Technix International Journal for Engineering Research (TIJER), 2024
The research paper embarks on an in-depth exploration of the pivotal role risk management plays in mitigating the multifaceted threats that permeate the ever-evolving cybersecurity landscape. Through a retrospective analysis of cyber incidents over the past decade, this study reveals the escalating sophistication of cyber adversaries and the imperative need for robust and adaptable risk management frameworks. The paper delves into the qualitative assessments and analysis of major cyber attacks, highlighting recurring themes and vulnerabilities exploited by cybercriminals. It further elucidates the multifaceted nature of current cyber threats, encompassing ransomware attacks, phishing scams, supply chain attacks, and zero-day exploits.
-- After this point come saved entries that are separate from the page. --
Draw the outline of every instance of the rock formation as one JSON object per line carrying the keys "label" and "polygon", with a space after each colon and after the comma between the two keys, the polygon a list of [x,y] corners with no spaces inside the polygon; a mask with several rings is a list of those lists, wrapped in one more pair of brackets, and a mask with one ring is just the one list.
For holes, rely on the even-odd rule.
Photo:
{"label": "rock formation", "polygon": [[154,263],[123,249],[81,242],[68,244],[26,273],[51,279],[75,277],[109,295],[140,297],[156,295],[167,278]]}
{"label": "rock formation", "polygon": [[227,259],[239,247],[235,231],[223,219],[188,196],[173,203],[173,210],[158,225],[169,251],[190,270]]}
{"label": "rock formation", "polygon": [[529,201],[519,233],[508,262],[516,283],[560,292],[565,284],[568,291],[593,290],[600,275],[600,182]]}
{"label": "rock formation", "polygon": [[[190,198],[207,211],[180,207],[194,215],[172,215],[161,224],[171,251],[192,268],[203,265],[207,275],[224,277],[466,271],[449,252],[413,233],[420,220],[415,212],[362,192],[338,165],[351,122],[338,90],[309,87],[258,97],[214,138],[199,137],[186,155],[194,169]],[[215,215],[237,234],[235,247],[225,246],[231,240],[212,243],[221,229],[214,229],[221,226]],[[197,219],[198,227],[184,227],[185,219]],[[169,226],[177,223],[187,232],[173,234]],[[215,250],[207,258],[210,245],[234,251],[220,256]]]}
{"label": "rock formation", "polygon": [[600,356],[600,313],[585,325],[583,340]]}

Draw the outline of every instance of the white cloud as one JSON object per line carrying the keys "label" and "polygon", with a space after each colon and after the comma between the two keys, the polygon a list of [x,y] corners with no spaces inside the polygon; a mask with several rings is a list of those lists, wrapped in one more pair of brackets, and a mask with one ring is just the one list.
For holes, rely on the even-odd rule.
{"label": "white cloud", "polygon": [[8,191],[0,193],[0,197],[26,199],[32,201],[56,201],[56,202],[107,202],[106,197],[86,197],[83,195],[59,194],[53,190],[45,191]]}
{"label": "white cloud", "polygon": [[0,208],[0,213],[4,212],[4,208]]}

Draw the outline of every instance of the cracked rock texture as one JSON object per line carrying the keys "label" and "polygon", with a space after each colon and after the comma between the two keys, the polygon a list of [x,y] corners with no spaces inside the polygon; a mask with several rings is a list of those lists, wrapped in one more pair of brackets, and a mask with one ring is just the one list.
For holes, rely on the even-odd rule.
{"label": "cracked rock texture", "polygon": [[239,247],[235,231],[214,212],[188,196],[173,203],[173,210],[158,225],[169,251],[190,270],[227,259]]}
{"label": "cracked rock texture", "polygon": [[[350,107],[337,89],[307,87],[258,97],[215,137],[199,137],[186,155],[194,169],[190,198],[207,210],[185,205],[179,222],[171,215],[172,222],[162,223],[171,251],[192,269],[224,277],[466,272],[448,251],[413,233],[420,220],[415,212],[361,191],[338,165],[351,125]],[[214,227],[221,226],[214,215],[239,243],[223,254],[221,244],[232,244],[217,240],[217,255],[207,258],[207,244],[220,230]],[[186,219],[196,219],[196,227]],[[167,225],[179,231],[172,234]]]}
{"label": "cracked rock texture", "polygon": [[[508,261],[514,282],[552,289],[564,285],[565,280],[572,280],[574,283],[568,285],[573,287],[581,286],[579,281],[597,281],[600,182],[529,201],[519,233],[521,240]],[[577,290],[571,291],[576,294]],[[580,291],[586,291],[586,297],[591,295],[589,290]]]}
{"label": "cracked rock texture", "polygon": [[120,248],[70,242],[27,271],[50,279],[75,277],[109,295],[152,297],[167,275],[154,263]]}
A detailed exposition of a comprehensive risk management framework, encompassing risk identification, assessment, mitigation, and monitoring, is provided. The crucial role of IT risk management in mitigating cyber threats is emphasized, with a specific focus on risk governance, risk assessment methodologies, and the integration of IT risk management into overall enterprise risk management. The paper concludes by advocating for a proactive and adaptable approach to cybersecurity, emphasizing the importance of continuous vigilance, employee training, and technological innovation in mitigating cyber risks in the years to come.